Isto significa, como conseqüência política, que a prioridade do investimento nacional se deveria concentrar em duas frentes da maior importância: educação básica de excelente qualidade e pesquisa científica e tecnológica. A primeira formaria o manancial revelador de futuros cientistas; a segunda formaria o cabedal de conhecimentos propulsor do desenvolvimento autônomo de nossa sociedade, não isolada do resto do mundo, mas dele participando como contribuinte e parceiro efetivo.
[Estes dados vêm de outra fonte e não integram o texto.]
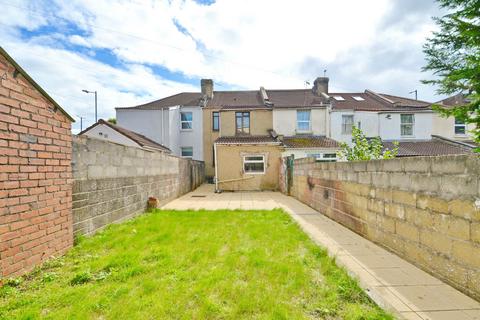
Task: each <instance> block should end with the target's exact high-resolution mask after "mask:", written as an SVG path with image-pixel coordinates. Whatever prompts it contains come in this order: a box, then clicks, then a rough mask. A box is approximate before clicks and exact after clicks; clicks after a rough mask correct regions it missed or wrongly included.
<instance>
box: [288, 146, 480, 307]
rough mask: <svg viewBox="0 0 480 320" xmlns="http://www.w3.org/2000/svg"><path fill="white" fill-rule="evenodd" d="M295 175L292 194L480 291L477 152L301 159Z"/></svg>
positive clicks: (462, 288) (418, 259)
mask: <svg viewBox="0 0 480 320" xmlns="http://www.w3.org/2000/svg"><path fill="white" fill-rule="evenodd" d="M293 174H294V179H293V186H292V189H291V193H292V196H294V197H296V198H297V199H299V200H301V201H302V202H304V203H306V204H308V205H309V206H311V207H313V208H315V209H317V210H319V211H320V212H322V213H324V214H325V215H327V216H328V217H330V218H332V219H333V220H335V221H337V222H339V223H341V224H343V225H344V226H346V227H348V228H350V229H352V230H353V231H355V232H357V233H359V234H361V235H363V236H364V237H365V238H367V239H370V240H372V241H374V242H376V243H378V244H380V245H382V246H384V247H386V248H388V249H390V250H391V251H393V252H395V253H397V254H398V255H399V256H401V257H404V258H405V259H407V260H409V261H410V262H412V263H414V264H416V265H417V266H419V267H421V268H422V269H424V270H426V271H427V272H430V273H432V274H433V275H434V276H436V277H439V278H441V279H443V280H444V281H446V282H448V283H450V284H452V285H453V286H455V287H457V288H458V289H459V290H462V291H463V292H465V293H467V294H469V295H471V296H473V297H476V298H479V297H480V272H479V270H480V209H479V207H478V206H479V204H478V203H479V202H480V181H479V180H480V158H479V157H478V156H476V155H471V156H465V155H462V156H444V157H422V158H417V157H415V158H398V159H392V160H376V161H365V162H343V163H341V162H337V163H315V162H314V161H313V160H312V159H301V160H295V162H294V168H293ZM476 201H477V205H476Z"/></svg>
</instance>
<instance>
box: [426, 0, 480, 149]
mask: <svg viewBox="0 0 480 320" xmlns="http://www.w3.org/2000/svg"><path fill="white" fill-rule="evenodd" d="M437 1H438V2H439V4H440V7H441V8H443V9H446V10H447V11H448V13H447V14H446V15H444V16H443V17H440V18H438V17H436V18H433V19H434V21H435V22H436V24H437V25H438V26H439V28H440V30H439V31H437V32H434V33H433V35H432V37H430V38H428V39H427V42H426V43H425V45H424V47H423V52H424V53H425V55H426V60H427V64H426V65H425V67H423V69H422V70H423V71H432V72H433V74H434V75H435V76H436V78H435V79H431V80H424V81H422V82H423V83H427V84H432V85H437V86H438V89H437V92H438V93H439V94H447V95H451V94H456V93H463V94H464V95H465V97H466V102H465V104H464V105H460V106H458V107H453V108H444V107H442V106H439V105H436V106H434V109H435V110H437V111H438V112H440V114H442V115H443V116H445V117H449V116H454V117H457V118H459V119H461V120H463V121H465V122H466V123H474V124H475V125H476V126H475V129H474V130H472V133H473V136H474V139H475V141H476V142H480V0H437ZM477 151H479V150H478V149H477Z"/></svg>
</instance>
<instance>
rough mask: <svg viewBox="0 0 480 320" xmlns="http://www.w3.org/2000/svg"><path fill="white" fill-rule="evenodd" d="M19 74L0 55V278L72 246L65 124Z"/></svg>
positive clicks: (21, 272)
mask: <svg viewBox="0 0 480 320" xmlns="http://www.w3.org/2000/svg"><path fill="white" fill-rule="evenodd" d="M0 51H2V50H1V48H0ZM22 72H23V71H22ZM22 72H20V71H19V67H18V66H16V65H15V64H14V61H13V60H12V59H11V58H9V57H8V56H7V55H6V53H1V52H0V278H1V277H7V276H8V277H9V276H16V275H19V274H21V273H24V272H26V271H28V270H30V269H32V268H33V267H34V266H36V265H38V264H40V263H41V262H42V261H45V260H46V259H48V258H49V257H51V256H52V255H61V254H62V253H63V252H65V251H66V250H67V249H68V248H70V247H71V246H72V244H73V237H72V218H71V207H72V201H71V196H72V173H71V166H70V161H71V153H72V148H71V143H72V136H71V133H70V119H69V118H68V117H67V115H66V114H64V113H63V112H62V111H61V110H59V109H58V107H57V106H56V105H54V104H53V102H52V101H51V100H49V99H48V98H46V97H45V96H44V95H43V93H42V92H40V91H39V89H38V86H37V85H36V84H34V83H33V82H32V81H31V80H29V79H27V78H25V76H24V73H22Z"/></svg>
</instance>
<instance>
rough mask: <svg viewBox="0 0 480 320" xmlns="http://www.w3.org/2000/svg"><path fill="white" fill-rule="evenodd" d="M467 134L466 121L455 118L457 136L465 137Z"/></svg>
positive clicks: (455, 126)
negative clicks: (463, 136)
mask: <svg viewBox="0 0 480 320" xmlns="http://www.w3.org/2000/svg"><path fill="white" fill-rule="evenodd" d="M466 133H467V125H466V124H465V121H463V120H460V119H458V118H455V134H458V135H464V134H466Z"/></svg>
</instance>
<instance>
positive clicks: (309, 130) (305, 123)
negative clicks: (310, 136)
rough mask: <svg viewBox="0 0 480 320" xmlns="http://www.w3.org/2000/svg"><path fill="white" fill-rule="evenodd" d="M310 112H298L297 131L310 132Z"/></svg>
mask: <svg viewBox="0 0 480 320" xmlns="http://www.w3.org/2000/svg"><path fill="white" fill-rule="evenodd" d="M310 128H311V126H310V110H298V111H297V131H305V132H306V131H310Z"/></svg>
Esta reflexão tem nexo com a mais que oportuna criação da Universidade Federal do Pará d'Oeste, que se apresenta como futuro centro de pesquisas científicas amazônicas. Pará d'Oeste, e Santarém, em particular, já constituíram o principal centro de pesquisas em nosso país. Este trabalho, desenvolvido pelo LBA, foi extremamente frustrante pelos fracos resultados científicos, em grande parte devido à falta de publicação dos trabalhos científicos, acredito que mais por malícia, mas também por se tratar de pesquisas descasadas com os interesses econômicos e sociais amazônicos. Essa lacuna promete ser preenchida pela nova universidade.

Alguns pensam, e eu concordo, que a pesquisa deva ter seu principal compromisso com o conhecimento e com a verdade científica e, apenas secundariamente, com interesses utilitários, de natureza econômica ou social. Mas eu também gostaria de pensar, a respeito de um centro de pesquisas amazônico, que um pouco de comprometimento com as necessidades mais fundamentas dos povos da Amazônia possam ter alguma prioridade como objeto de pesquisas.